The training of indigenous specialists, yai , kumu or bay (in the case of the Tukano), and other specialties has its own cosmological foundation and space, where the “corporal ” is foundation for everyday experience. More than that, the formation of these specialties is specific to each people. That is, the Yanomamy they have their specific cosmological foundations to form their specialists, just as the Tukano have their own; that is, their initiation rituals, their dietary rules, sexual abstention and bahsesse own for this purpose. Thus, each people forms its own cosmology to form its specialists.
The provocation is, how to connect these specificities of the people with the institution’s objectives? I think that, in principle, this initiative (schools/institute/university) would be a space for the concentration of various peoples. As a democratic space, it can provide, for example, the “reflexivity ” on indigenous knowledge, making use of scientific methods, and thus, highlighting concepts, classification categories of animals, specifically indigenous plants.
This form of study involves analyzing the meaning of mythical narratives, producing text with language capable of opening a dialogue with the outside community, that is, outside the village. Such productions can lead to the proposal of a curriculum of subjects such as: Introduction to the theory of indigenous knowledge; Introduction to the study of indigenous narratives; Introduction to bahsesse; Introduction to bahsamori. But also an introduction to the principles of caxiri fermentation, trap construction techniques, etc. This means training young indigenous students capable of reflecting on indigenous knowledge and not on indigenous specialists in traditional ways.
Likewise, these spaces must be places of motivation for the training of indigenous specialists, embracing the specificity of each people, that is, as a profession the specialties yai , kumu or baya (in the case of the Tukano) “public recognition”, in fact and in law. Thus, whoever wanted to train in an indigenous specialty would have the same opportunity as whoever wanted to train in the areas of “reflexivity” on indigenous knowledge.

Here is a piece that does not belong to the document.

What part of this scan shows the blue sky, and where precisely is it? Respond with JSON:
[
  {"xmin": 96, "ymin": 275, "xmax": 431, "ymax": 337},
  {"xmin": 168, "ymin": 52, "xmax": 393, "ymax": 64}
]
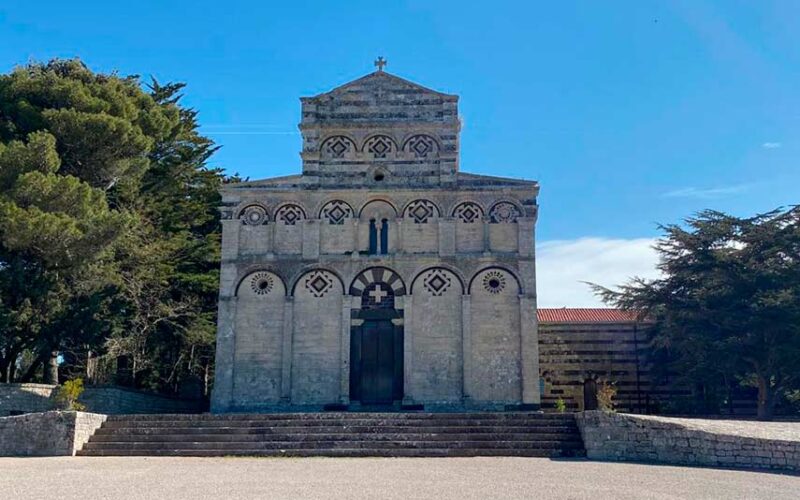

In this logic, institutionalized teaching spaces would be, at the same time, places for the production of indigenous philosophical and technological thought, as well as a space for training indigenous specialists. Therefore, I believe that indigenous concepts would become evident and ready for an intercultural dialogue with science.
João Paulo Barreto It’s indigenous of the Tukano ethnic group, born in the village of São Domingos in São Gabriel da Cachoeira (AM). He holds a degree in Philosophy and a master’s degree in Anthropology from the Federal University of Amazonas (Ufam).